La passione per il grande scrittore siciliano (Leonardo Sciascia) si
evince dai richiami alle opere e ai soggetti sciasciani: Candido, A
ciascuno il suo, Il giorno della civetta ed altri. Il tratto forse meno
originale, risiede in uno spunto ideologico moralistico o, come si usa
dire oggi, giustizialista. Questa valutazione non vuol essere affatto
una stroncatura nei confronti della prima fatica letteraria di questo
autore mio conterraneo. Il quale è un intellettuale esperto in lettere
classiche, un umanista e un critico letterario, per cui non potrei
competere con l'autorità e l'erudizione dello studioso. Non possiedo la
perizia che serve ad esprimere un giudizio pertinente a livello
tecnico-letterario. Mi limito a notare che il registro stilistico del
romanzo, per quanto lieve, scorrevole, per niente volgare o stucchevole
(ed è già tanto di questi tempi) non risponde al mio gusto estetico.
Trattasi di un giudizio soggettivo.
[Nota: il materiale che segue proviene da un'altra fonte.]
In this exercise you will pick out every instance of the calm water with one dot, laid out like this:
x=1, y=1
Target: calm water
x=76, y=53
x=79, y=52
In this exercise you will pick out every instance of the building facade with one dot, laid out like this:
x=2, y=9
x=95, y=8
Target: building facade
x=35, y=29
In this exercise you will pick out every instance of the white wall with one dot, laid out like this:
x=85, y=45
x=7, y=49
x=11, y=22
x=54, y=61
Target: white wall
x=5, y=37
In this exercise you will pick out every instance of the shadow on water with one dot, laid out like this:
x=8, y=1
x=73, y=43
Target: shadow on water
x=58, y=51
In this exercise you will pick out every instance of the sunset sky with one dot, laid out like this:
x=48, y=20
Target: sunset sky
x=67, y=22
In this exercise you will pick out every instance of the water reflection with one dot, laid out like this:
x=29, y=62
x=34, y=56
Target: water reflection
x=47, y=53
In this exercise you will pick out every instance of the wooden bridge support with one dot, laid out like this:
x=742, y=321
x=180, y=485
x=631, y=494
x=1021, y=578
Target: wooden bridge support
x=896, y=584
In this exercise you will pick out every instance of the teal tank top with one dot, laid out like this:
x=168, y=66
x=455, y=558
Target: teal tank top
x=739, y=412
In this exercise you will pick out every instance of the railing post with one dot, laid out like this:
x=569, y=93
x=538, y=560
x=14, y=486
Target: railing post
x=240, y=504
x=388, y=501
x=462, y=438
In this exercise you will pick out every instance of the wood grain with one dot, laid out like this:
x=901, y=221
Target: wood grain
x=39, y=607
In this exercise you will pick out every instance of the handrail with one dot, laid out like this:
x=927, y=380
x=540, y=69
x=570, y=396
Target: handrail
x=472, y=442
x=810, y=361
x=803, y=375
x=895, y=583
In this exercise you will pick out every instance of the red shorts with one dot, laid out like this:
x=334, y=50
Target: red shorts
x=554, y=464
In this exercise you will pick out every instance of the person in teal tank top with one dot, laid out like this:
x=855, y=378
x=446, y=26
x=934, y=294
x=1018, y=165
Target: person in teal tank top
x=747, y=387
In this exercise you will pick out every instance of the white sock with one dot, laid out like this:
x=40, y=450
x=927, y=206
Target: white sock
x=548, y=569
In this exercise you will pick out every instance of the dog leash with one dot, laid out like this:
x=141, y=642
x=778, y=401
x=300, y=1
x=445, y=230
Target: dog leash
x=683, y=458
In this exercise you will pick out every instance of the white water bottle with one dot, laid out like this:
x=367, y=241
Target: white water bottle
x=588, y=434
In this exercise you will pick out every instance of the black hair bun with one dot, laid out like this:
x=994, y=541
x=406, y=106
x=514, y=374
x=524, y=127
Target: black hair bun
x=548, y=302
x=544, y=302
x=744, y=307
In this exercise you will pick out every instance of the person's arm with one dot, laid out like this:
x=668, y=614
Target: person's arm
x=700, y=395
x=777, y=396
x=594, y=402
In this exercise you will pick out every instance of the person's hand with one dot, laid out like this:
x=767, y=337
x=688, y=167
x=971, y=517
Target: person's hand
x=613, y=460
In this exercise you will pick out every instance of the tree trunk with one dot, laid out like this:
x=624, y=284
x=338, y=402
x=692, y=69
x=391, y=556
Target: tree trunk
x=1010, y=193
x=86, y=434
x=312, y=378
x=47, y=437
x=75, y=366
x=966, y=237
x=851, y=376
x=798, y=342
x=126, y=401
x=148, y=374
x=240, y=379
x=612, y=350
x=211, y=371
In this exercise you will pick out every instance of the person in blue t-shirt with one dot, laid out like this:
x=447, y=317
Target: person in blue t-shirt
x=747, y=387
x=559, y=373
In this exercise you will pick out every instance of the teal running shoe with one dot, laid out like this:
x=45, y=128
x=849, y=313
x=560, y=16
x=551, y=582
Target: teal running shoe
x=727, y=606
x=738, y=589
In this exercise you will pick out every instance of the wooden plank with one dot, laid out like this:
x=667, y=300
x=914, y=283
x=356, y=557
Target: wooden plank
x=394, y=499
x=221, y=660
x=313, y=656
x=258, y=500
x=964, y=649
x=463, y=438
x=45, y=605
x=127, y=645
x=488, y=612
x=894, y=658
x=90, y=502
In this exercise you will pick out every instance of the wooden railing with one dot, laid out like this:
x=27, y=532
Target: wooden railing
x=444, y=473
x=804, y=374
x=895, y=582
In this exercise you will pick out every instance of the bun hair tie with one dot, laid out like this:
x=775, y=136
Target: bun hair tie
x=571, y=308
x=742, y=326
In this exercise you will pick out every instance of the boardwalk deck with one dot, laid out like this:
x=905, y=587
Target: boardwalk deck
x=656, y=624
Il romanzo si legge tutto d'un
fiato, non è mai tedioso, ma non sono riuscito ad intravedere il fuoco
che infiamma il genio, l'inquietudine che assale lo "spirito guerriero"
dello scrittore. Per me la letteratura e l'arte non sono uno "specchio"
che riflette il mondo reale, bensì una sorta di "martello" che picchia
sull'incudine con furia e sofferenza per modificare lo stato di cose
presenti. Scrivere, dipingere, scolpire, creare, suonare, esigono un
ardore militante, una tensione rivoluzionaria. È una battaglia in cui
l'artista si cimenta in modo indiretto. Ciò esalta il valore più
autentico dell'arte, che altrimenti non potrebbe esternare nulla.